In order to improve the analysis, the support of hardware timestamps has been added to the SDK. Hardware timestamps are assigned to the incoming packets as soon as they arrive at the network adapter. If hardware timestamps are taken as the initial point of the latency measurement, that lets to obtain a timespan starting from the moment the data arrived to the network card and to the moment the results of data processing are delivered to the user.

The following tables depict the results of benchmarking using the regular (application-only) approach and compares them with the results obtained with the help of hardware timestamps. Also, the measurements were taken for the two major implementations of the Feed Engine machinery exposed by the SDK and encapsulated into OnixS::CME::ConflatedUDP::SocketFeedEngine and OnixS::CME::ConflatedUDP::SolarflareFeedEngine classes which use ordinary sockets and the Solarflare ef_vi SDK correspondently. Additionally, a socket-based feed engine was benchmarked in the OpenOnload environment to depict the actual benefits of using the OpenOnload for ordinary (socket-based) solutions.

Application-Level Only With 5 Milliseconds Delay Between Packets

Statistics Latency (μs)
SocketFeedEngine SolarflareFeedEngine
Minimal 0.993 0.856
Median 1.144 1.017
Mean 1.203 1.071
95% 1.493 1.383
99% 2.047 1.830
Maximal 14.344 14.680

With Network/Kernel-Layer And 5 Milliseconds Delay Between Packets

Statistics Latency (μs)
SocketFeedEngine SolarflareFeedEngine
Minimal 14.007 2.190
Median 52.087 2.664
Mean 48.853 2.709
95% 55.894 3.152
99% 60.966 3.798
Maximal 79.933 16.385

Application-Level Only Without Any Delay Between Packets

Statiscits Latency (μs)
SocketFeedEngine SocketFeedEngine+Openonload SolarflareFeedEngine
Minimal 0.507 0.533 0.600
Median 0.667 0.693 0.714
Mean 0.739 0.765 0.778
95% 1.156 1.113 1.067
99% 1.564 1.560 1.490
Maximal 14.019 14.617 14.756

With Network/Kernel-Layer And Without Any Delay Between Packets

Statiscits Latency (μs)
SocketFeedEngine SocketFeedEngine+Openonload SolarflareFeedEngine
Minimal 10.786 3.235 1.925
Median 12.610 4.148 2.353
Mean 12.676 4.267 2.377
95% 14.238 5.260 2.853
99% 15.562 9.407 3.310
Maximal 64.169 22.261 16.210

Conclusions and Important Notes

Using hardware timestamps brings kernel/hardware latency into overall measurements and thus allows performing analysis more precisely.
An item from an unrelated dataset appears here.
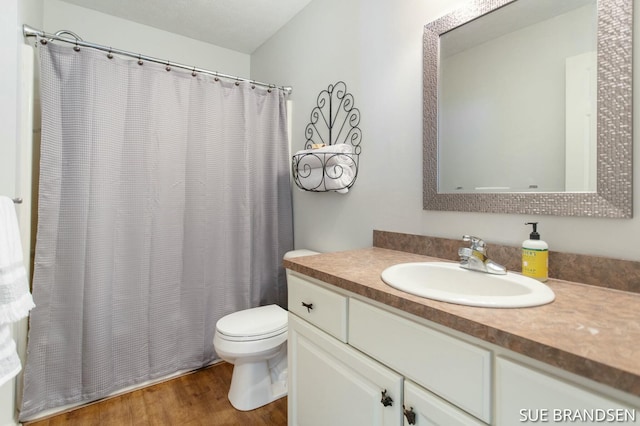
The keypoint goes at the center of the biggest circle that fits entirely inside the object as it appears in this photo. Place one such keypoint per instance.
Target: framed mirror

For example, as depicted by the tables above, application-only latency is similar to the major implementations of the Feed Engine exposed by the SDK. However, using hardware timestamps shows the real benefits of using kernel-bypass solutions like the OpenOnload is. Moreover, it depicts in numbers the advantage of using specialized solutions like Solarflare ef_vi SDK while working with multicast data.